Belching: Getting rid of excess air

Belching is commonly known as burping. It's your body's way of expelling excess air from your upper digestive tract. Most belching is caused by swallowing excess air. This air most often never even reaches the stomach but accumulates in the esophagus.

You may swallow excess air if you eat or drink too fast, talk while you eat, chew gum, suck on hard candies, drink carbonated beverages, or smoke. Some people swallow air as a nervous habit even when they're not eating or drinking.

Acid reflux or gastroesophageal reflux disease (GERD) can sometimes cause excessive belching by promoting increased swallowing.
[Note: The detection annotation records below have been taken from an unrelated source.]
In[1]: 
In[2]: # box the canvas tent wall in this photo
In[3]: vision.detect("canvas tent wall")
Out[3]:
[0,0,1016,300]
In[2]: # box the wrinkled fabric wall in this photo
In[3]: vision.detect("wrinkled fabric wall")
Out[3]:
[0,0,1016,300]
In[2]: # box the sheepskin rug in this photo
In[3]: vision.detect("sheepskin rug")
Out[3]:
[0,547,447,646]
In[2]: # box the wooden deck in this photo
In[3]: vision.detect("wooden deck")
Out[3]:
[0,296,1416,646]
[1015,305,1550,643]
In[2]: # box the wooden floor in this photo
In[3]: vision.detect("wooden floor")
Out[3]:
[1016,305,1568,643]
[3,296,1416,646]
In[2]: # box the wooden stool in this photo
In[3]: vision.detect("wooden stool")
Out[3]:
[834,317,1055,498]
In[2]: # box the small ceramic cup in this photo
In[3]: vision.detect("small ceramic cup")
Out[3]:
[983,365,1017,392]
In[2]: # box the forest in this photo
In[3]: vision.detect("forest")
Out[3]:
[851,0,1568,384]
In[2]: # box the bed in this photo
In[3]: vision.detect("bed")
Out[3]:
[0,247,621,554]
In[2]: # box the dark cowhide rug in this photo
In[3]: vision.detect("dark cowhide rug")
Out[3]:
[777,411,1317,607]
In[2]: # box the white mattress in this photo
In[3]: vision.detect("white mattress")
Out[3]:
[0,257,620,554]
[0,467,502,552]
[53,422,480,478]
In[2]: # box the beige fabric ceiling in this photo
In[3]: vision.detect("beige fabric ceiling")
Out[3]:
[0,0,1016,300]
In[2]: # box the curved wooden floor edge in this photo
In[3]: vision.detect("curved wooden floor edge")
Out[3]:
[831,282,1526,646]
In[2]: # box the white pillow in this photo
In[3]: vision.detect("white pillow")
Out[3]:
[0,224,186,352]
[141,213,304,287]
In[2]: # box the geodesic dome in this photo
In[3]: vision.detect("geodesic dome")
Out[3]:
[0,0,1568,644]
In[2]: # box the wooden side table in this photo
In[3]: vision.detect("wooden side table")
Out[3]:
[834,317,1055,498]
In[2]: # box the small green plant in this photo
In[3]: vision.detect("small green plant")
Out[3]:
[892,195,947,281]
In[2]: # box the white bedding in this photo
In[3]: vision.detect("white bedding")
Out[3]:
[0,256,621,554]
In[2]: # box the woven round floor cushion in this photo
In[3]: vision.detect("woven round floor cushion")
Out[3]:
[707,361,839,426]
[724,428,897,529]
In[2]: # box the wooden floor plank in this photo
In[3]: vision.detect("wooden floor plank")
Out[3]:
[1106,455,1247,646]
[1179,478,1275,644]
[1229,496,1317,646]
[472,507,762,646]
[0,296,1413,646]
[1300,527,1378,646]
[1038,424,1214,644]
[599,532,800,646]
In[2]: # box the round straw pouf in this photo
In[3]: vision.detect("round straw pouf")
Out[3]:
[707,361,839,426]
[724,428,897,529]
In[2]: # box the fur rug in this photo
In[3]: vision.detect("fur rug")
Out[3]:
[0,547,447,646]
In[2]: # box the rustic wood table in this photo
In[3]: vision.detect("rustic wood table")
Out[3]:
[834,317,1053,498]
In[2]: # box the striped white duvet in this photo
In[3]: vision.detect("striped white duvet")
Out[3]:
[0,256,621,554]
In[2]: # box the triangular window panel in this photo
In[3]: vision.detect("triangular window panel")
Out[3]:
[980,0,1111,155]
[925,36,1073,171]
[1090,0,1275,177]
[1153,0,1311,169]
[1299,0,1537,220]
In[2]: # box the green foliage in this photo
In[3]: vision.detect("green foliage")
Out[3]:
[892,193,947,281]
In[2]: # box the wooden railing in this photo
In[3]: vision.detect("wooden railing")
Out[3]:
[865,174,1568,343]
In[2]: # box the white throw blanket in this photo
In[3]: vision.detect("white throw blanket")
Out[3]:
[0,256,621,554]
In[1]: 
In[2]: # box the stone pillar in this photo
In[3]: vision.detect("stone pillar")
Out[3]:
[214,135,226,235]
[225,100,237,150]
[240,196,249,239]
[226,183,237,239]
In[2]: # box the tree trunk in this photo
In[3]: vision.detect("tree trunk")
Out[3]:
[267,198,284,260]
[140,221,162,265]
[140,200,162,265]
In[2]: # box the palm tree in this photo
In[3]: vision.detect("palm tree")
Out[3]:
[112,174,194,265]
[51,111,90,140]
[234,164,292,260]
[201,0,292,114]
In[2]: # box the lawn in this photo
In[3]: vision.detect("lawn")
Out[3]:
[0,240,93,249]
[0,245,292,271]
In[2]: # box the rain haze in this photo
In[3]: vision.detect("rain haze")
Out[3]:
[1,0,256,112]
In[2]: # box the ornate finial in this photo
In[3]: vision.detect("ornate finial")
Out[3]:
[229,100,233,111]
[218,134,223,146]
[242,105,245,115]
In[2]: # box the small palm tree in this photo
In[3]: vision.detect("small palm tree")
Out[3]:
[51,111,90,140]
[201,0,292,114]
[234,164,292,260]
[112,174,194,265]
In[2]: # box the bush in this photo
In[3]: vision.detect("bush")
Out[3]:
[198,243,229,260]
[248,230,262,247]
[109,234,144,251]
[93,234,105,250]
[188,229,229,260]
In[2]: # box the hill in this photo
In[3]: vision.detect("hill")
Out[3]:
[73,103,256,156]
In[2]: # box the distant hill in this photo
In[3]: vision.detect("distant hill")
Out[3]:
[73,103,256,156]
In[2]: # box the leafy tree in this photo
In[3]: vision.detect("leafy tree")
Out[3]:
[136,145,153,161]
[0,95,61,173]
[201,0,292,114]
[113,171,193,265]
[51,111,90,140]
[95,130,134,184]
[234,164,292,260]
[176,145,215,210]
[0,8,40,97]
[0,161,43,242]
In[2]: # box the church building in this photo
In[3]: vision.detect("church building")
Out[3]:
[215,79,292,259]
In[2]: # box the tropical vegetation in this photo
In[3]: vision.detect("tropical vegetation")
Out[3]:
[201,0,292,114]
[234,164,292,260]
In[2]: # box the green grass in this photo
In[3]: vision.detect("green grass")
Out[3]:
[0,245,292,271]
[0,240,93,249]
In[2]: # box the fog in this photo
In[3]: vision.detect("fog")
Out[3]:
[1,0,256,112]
Chronic belching may also be related to inflammation of the stomach lining or to an infection with Helicobacter pylori, the bacterium responsible for some stomach ulcers. In these cases, the belching is accompanied by other symptoms, such as heartburn or abdominal pain.

You can reduce belching if you:

  • Eat and drink slowly. Taking your time can help you swallow less air. Try to make meals relaxed occasions; eating when you're stressed or on the run increases the air you swallow.
  • Avoid carbonated drinks and beer. They release carbon dioxide gas.
  • Skip the gum and hard candy. When you chew gum or suck on hard candy, you swallow more often than normal. Part of what you're swallowing is air.
  • Don't smoke. When you inhale smoke, you also inhale and swallow air.
  • Check your dentures. Poorly fitting dentures can cause you to swallow excess air when you eat and drink.
  • Get moving. It may help to take a short walk after eating.
  • Treat heartburn. For occasional, mild heartburn, over-the-counter antacids or other remedies may be helpful. GERD may require prescription-strength medication or other treatments.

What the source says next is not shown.